Quelles différences voyez-vous entre le conservatisme français et le conservatisme anglo-saxon ?
Très certainement une différence autour de la place accordée ou non à l’État central. Le conservatisme anglo-saxon, comme d’ailleurs son libéralisme, s’en défie. Il est bien l’héritier de la lutte des barons contre la Couronne pour l’Angleterre, et de la révolution faite contre la métropole pour les USA. Le conservatisme français est lui volontiers plus étatiste, et reviennent immédiatement les figures tutélaires des grands serviteurs de notre monarchie, les Richelieu ou les Colbert. Le poids de l’histoire de la construction des différents États joue ici son rôle.
Pour autant les deux se retrouvent justement dans une même valorisation du poids de leurs histoires et dans le refus de la table rase. L’œuvre d’Edmund Burke, sa dénonciation de la Révolution française dès ses débuts, a ici figure de symbole.

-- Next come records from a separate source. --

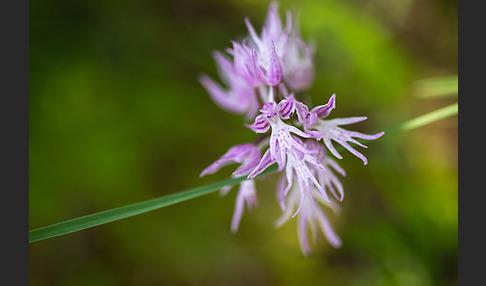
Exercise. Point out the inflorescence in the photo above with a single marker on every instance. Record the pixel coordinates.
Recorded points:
(264, 74)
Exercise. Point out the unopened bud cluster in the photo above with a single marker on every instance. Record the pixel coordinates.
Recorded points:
(262, 75)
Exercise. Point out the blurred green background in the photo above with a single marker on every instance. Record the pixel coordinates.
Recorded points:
(117, 116)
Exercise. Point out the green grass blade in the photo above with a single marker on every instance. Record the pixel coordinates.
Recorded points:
(425, 119)
(115, 214)
(110, 215)
(435, 87)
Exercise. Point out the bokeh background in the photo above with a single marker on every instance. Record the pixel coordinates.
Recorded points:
(117, 116)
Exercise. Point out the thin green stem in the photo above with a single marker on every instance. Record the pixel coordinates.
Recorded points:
(115, 214)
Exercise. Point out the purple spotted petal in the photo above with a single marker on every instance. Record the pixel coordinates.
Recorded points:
(323, 111)
(264, 163)
(286, 107)
(273, 75)
(247, 154)
(261, 124)
(328, 130)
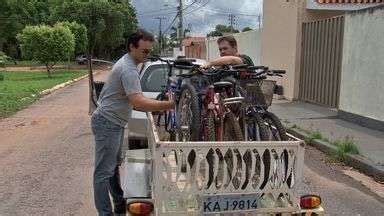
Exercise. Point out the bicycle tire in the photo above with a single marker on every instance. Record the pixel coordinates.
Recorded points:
(232, 130)
(161, 97)
(263, 128)
(271, 118)
(195, 124)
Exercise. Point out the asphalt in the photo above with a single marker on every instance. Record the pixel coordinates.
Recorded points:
(299, 115)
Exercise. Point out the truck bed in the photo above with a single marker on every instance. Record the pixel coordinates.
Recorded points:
(187, 176)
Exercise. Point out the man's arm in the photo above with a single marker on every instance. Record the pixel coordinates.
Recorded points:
(142, 103)
(225, 60)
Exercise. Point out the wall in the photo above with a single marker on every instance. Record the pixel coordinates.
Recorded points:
(248, 43)
(196, 50)
(362, 76)
(281, 38)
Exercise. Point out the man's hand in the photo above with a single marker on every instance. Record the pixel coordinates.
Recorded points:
(206, 65)
(146, 104)
(170, 97)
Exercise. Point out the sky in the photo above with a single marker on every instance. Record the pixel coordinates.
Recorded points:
(200, 15)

Pensez-vous que la renaissance du conservatisme en France soit purement culturelle ou entrevoyez-vous des débouchés politiques ?

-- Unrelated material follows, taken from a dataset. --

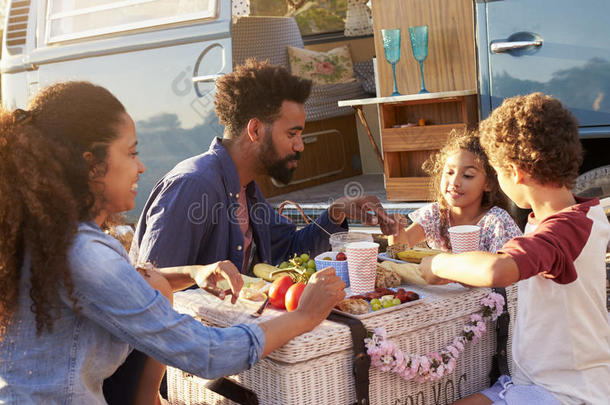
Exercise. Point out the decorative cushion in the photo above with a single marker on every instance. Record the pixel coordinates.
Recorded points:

Nous revenons à votre première question. Soyons clairs : le conservatisme propose une définition de la Cité, un art des rapports sociaux, comment pourrait-il rester sur la seule sphère culturelle, sans que soient envisagés ses débouchés politiques ? Le temps n’est plus où certains conservateurs pouvaient espérer se sauver seuls en restant dans leur tour d’ivoire. Et quel piètre salut d’ailleurs que de contempler les ravages de l’incendie !
Certes, nous pouvons dire nous aussi, comme Jeanne du Barry : « encore un instant monsieur le bourreau », nous réfugier dans notre bien-être personnel – ce que Benjamin Constant reprochait déjà à la fameuse liberté des Modernes – et nous dire que le déluge viendra toujours après nous. Nous pouvons donc cultiver, dans un agréable entre soi avec quelques amis choisis, dans cette ambiance de club anglais dont Jean-Yves de Cara décrit les subtilités dans leDictionnaire, les valeurs du conservatisme en feuilletant quelques ouvrages aux reliures choisies et en buvant des liqueurs rares.

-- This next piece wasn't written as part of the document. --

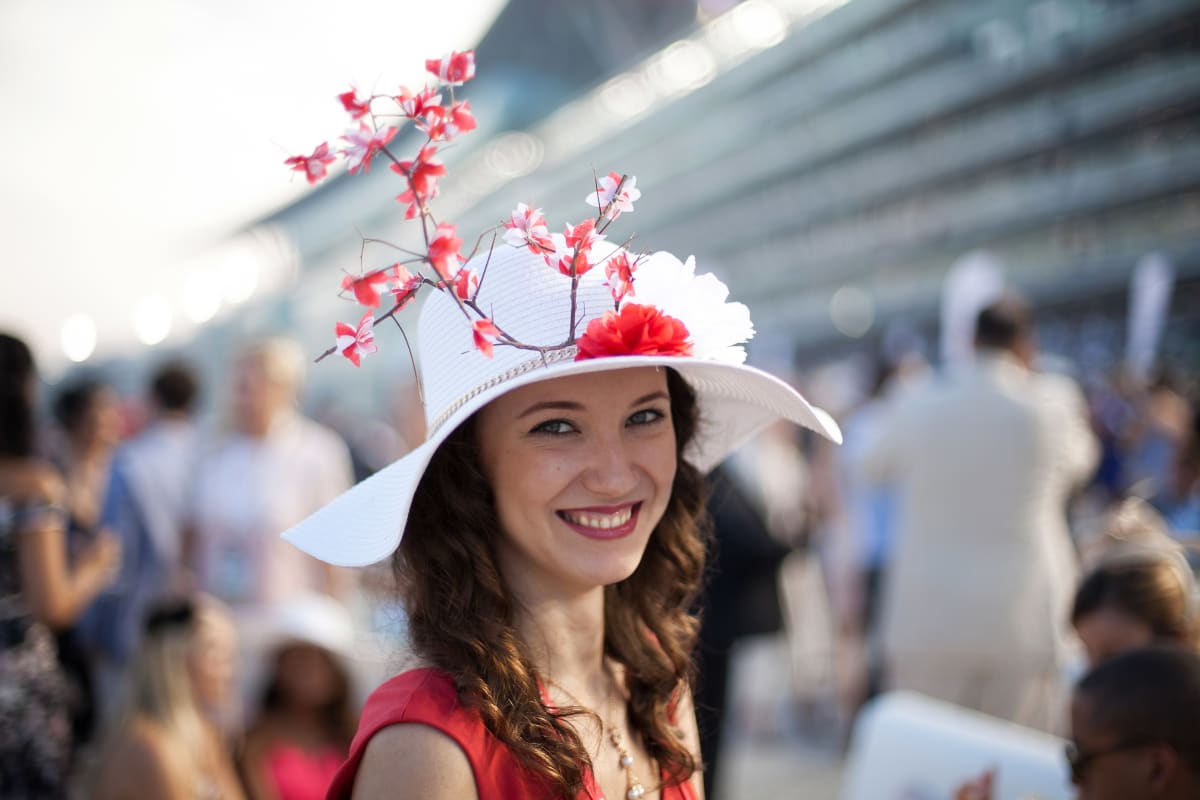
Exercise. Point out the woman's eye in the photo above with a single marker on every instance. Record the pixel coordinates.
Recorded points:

Mais il faut se faire une raison : les temps qui viennent seront durs. Ce qui a fait notre monde, cet ensemble d’institutions mais aussi de valeurs qui nous ont permis de devenir ce que nous sommes, grâce à ce legs de nos pères que nous avons su adapter sans le renier, est aujourd’hui menacé de disparition pure et simple, détruit méthodiquement par ce que l’on peut nommer un « système », mêlant politique, médias et finance, un pouvoir qui n’a jamais eu à sa disposition d’aussi efficaces techniques pour s’imposer, de la manipulation du génome aux procédés de surveillance et de contrôle.
La politique est la chose de la polis, de la Cité. Pour reprendre une formule connue : « si tu ne t’occupes pas de politique, la politique, elle, s’occupera de toi ». Il faut donc s’y pencher. Or que constatons-nous ? Que Gaël Bustier a pu, sans doute à fort juste titre, qualifier la Manif pour tous de « Mai 68 conservateur ». Que nombre de jeunes pousses des médias n’hésitent pas à s’affirmer comme faisant clairement partie d’une droite conservatrice. Que les préoccupations portant sur des sujets d’une évidente actualité, comme l’écologie ou le transhumanisme, suscitent – notamment par leur rapport à la notion de limites – des réponses conservatrices. Et, sur un plan plus directement politique, que François Fillon a d’abord gagné la primaire, puis ensuite été sauvé in extremis lors de la manifestation du Trocadéro, grâce à un électorat nettement conservateur. Enfin que Laurent Wauquiez vient d’emporter la présidence des Républicains avec un score sans appel sur un programme lui aussi ouvertement conservateur. On peut donc penser que le conservatisme politique existe déjà, même s’il lui faut encore parfois avoir le courage de s’affirmer pour ce qu’il est.